Open MarkMenagie opened 4 months ago
Was also trying out this library and had a quick look. I still get results if I use the find_past
flag, but otherwise not. To me it seems the issue is that Funda changed their CSS, because on new pages I cannot find the CSS selectors specified in config.yaml. I also noticed that on new Funda entries the ?old_ldp query parameter no longer works on new pages (I'm not sure what it means though, is it documented anywhere?). Older entries that are by now sold redirect to koop/verkocht/
pages that still have the old CSS selectors, which would explain the inconsistent results.
I see a workaround/temporary fix was recently implemented in #41 by @mpgreg that added the ?old_ldp
query param, but it seems luck has already run out.
And the link https://www.funda.nl/huur/amsterdam/appartement-43547656-jan-van-zutphenstraat-75/?old_ldp=true
redirects to https://www.funda.nl/detail/huur/amsterdam/appartement-jan-van-zutphenstraat-75/43547656/
which doesn't have the old CSS selectors.
When will this be solved? Im missing a lot of data now.
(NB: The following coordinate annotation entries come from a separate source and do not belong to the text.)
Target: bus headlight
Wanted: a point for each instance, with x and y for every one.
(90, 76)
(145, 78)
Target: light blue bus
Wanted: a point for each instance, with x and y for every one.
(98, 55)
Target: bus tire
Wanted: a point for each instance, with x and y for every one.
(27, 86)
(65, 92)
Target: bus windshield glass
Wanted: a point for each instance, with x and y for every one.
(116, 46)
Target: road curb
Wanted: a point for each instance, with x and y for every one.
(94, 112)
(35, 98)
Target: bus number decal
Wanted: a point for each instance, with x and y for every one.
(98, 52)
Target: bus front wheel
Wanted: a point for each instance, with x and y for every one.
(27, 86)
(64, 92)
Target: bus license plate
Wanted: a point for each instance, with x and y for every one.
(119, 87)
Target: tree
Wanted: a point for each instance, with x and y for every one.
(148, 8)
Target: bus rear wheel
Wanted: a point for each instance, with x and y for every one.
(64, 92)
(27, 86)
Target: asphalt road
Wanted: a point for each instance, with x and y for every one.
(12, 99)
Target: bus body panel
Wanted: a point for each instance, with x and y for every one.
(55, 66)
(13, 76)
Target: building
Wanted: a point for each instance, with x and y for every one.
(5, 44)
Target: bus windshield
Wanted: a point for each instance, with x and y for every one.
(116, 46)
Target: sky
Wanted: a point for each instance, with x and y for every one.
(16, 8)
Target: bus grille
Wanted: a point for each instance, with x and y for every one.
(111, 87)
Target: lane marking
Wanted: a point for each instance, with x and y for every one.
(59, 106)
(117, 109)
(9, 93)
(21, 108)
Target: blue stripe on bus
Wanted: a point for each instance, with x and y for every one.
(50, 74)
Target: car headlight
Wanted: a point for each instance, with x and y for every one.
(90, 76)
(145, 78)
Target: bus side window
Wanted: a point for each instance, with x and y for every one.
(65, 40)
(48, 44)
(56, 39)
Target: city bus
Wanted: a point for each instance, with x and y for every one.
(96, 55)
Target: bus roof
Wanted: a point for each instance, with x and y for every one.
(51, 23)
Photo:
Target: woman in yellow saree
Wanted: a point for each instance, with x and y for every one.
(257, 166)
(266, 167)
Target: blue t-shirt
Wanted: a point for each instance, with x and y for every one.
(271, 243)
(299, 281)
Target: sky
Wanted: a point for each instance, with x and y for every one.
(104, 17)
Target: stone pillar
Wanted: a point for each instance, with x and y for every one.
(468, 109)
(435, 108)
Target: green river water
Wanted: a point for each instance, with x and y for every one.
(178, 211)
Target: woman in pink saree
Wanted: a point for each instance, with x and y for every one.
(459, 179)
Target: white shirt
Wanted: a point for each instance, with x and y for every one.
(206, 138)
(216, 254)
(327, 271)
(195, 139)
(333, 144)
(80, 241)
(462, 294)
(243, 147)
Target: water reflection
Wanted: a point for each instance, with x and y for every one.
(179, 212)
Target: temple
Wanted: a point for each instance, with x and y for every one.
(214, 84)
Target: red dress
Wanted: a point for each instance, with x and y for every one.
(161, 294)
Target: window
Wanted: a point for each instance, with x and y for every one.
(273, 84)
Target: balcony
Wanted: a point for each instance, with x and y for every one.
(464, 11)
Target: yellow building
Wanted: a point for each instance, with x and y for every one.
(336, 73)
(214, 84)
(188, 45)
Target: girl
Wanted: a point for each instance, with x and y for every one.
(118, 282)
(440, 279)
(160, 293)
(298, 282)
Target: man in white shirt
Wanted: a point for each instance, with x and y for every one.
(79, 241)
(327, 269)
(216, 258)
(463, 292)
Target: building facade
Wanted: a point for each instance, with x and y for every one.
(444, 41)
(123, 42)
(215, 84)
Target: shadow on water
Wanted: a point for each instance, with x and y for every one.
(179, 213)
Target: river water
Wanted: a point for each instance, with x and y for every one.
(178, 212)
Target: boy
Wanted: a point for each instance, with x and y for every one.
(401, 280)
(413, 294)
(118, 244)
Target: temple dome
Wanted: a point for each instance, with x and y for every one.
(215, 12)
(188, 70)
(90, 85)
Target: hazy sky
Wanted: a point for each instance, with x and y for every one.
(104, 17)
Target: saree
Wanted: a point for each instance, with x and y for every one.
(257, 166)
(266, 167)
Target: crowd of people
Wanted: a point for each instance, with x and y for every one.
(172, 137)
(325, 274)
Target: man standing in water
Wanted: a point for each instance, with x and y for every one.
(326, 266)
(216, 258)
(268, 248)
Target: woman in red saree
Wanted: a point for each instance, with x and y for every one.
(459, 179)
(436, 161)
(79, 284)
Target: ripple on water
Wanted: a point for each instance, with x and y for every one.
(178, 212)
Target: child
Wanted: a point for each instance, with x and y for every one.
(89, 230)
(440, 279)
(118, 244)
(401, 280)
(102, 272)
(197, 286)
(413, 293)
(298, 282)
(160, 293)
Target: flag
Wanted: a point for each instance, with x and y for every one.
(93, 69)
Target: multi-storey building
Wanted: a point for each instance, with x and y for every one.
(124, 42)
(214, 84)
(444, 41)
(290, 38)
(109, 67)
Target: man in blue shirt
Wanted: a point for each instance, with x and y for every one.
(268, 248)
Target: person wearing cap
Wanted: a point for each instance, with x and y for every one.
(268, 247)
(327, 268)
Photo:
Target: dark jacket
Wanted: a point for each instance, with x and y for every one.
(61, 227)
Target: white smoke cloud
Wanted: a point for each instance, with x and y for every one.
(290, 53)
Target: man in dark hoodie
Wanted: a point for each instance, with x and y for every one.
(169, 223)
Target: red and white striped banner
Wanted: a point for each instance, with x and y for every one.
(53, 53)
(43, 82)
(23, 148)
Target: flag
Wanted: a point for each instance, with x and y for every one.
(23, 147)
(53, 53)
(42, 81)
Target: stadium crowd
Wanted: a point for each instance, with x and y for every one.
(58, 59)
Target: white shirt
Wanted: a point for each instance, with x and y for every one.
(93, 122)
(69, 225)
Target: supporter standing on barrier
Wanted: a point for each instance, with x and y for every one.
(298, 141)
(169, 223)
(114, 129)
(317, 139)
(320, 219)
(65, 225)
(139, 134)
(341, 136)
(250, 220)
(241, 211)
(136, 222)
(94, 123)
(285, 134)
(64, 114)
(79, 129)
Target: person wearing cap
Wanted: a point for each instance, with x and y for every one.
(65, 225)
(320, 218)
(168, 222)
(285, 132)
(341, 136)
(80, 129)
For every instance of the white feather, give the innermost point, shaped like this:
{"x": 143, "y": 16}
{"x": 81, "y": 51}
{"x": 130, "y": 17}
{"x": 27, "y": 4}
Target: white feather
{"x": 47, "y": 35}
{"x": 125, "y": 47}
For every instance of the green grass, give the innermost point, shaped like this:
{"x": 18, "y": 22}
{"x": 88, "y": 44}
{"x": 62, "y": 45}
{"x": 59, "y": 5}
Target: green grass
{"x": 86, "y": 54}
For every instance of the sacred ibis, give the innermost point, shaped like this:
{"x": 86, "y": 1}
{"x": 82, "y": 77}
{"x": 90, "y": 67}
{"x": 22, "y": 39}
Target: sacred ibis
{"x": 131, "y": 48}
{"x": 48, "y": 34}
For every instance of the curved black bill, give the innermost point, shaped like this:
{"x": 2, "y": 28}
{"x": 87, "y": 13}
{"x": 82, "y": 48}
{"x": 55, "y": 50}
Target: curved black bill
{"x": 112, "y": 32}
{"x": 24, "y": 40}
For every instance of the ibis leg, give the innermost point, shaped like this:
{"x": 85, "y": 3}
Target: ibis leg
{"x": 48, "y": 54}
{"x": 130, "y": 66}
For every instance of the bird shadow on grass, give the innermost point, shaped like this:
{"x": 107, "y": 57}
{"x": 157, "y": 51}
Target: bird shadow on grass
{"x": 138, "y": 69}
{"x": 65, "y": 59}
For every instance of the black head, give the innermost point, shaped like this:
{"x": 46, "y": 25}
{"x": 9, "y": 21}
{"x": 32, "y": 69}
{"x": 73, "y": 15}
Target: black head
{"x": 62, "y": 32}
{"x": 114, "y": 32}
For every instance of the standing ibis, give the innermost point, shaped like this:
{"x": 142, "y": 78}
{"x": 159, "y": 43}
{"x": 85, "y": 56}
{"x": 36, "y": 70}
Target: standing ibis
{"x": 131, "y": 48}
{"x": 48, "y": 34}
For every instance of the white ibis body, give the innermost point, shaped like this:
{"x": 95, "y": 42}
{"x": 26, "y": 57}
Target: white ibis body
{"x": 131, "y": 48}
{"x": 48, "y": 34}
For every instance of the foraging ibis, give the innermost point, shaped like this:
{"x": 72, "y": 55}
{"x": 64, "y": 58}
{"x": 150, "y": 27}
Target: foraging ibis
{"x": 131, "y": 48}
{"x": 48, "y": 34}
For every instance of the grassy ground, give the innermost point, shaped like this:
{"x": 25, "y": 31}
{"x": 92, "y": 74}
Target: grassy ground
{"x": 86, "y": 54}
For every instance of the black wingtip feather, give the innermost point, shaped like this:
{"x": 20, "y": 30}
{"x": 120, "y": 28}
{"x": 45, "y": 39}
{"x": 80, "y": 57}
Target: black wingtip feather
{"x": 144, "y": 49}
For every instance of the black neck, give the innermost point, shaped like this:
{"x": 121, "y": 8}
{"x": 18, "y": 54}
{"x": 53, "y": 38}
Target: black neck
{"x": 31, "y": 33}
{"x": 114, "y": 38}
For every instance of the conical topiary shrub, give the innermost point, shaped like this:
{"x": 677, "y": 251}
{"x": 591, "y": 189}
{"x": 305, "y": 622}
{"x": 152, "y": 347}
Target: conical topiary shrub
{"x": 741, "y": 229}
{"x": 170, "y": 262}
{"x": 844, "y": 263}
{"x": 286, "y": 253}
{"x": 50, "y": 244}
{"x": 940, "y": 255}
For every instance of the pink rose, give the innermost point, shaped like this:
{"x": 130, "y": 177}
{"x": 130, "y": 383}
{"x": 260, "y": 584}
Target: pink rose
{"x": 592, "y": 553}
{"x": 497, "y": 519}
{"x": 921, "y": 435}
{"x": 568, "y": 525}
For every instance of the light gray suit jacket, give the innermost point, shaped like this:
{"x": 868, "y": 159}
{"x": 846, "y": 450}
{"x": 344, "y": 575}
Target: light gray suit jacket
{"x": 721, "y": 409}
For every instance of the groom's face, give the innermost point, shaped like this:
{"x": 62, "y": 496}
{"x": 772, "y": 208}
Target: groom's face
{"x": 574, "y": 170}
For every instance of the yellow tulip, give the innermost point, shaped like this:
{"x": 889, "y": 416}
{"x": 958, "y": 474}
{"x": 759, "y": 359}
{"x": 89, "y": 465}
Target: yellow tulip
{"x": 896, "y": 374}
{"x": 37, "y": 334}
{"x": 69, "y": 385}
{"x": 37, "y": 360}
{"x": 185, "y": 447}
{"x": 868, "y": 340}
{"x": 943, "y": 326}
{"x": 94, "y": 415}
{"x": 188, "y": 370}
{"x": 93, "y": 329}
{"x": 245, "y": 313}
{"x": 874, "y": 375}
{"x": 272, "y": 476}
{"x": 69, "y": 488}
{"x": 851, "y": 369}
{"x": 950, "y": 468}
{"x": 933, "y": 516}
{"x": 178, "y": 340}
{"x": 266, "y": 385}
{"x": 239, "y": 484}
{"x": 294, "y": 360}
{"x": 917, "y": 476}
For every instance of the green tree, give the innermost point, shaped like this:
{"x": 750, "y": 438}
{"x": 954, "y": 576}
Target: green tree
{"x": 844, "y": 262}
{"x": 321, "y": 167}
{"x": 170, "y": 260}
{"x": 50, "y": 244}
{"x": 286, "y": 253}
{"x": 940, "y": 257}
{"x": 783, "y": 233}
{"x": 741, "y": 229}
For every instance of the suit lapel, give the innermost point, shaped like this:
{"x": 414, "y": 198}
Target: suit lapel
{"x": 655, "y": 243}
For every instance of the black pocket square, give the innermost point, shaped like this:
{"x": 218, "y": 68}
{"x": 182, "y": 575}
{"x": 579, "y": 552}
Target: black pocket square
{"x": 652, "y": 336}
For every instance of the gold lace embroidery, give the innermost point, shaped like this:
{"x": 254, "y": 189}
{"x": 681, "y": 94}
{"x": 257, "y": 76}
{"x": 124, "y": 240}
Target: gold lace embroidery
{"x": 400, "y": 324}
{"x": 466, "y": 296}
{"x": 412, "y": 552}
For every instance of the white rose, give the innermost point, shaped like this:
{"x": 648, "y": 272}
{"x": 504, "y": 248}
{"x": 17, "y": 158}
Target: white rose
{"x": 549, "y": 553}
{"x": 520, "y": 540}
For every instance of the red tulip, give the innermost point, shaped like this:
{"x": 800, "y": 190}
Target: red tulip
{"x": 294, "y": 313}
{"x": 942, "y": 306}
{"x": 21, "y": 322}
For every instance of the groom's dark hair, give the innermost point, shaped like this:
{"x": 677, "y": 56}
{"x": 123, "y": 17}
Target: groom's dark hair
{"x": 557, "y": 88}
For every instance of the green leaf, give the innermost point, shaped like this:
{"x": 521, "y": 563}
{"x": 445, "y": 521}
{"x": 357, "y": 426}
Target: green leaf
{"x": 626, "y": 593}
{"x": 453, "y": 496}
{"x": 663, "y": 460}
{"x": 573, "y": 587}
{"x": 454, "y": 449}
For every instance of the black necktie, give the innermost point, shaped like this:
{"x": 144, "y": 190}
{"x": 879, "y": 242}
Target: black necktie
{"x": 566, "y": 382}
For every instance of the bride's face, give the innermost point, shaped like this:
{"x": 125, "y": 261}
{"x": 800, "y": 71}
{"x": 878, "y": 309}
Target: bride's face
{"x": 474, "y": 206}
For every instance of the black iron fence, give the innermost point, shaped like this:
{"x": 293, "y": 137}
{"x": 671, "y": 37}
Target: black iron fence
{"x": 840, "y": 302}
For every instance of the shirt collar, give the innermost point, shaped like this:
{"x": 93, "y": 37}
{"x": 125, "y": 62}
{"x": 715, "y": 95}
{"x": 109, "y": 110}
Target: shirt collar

I made a patch here, feel free to pull: https://github.com/whchien/funda-scraper/pull/50
Many thanks for creating this patch! For me the patch doesn't seem to work. Not sure whether I correctly applied it: I pulled the code from the repo and only changed the config.yaml file. There is a difference in that the scraper now does recognise the selling price, but the other fields are not captured. Any ideas what could cause that? Perhaps the funda CSS has changed again?
Since yesterday evening scraper.run() results in an empty dataframe, despite that the code finds and fetches new links. When debugging I notice that self.raw_df is being filled with NA values within the scrape_pages function. It did work before, so did something change on the website or is this just me?